All Medicare beneficiaries are in fee-for-service Medicare unless they choose to enroll in a managed care plan. The new rule expands some of the protections available to those beneficiaries whose managed care plans decide to withdraw from the Medicare program. The rule clarifies that these beneficiaries will have the opportunity for a special election period among other plans available in the community. This provision should facilitate continued choice and continuity of care.

In addition, the rule clarifies that plans will have to insure that beneficiaries are advised, in advance, of any last-minute changes so that they will have all the information they need to make informed choices during the November 1999 open enrollment period called for in the BBA.

In addition to the new rule, HCFA is establishing the Citizens Advisory Panel on Medicare Education to assist the agency in developing and disseminating unbiased information for Medicare beneficiaries to help them make informed decisions about how they receive health care. The Advisory Panel will also work with the National Medicare Education Program.

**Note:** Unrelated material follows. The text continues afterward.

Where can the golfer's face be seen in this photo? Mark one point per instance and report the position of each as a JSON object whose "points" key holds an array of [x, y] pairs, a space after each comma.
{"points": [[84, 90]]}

Reducing Administrative Burdens

The rule reduces a number of administrative responsibilities identified in the June 26 interim final rule.

These include requirements for health assessments of beneficiaries enrolled in a managed care plan. The new rule allows the requirement for an initial assessment within 90 days of enrollment to be considered met for commercial health plan enrollees who remain in the same managed care organization's Medicare+Choice plan when they become eligible for Medicare at age 65 or for enrollees who switch plans but remain under the care of the same primary care provider. The rule also gives managed care plans the ability to choose the form of the initial assessment.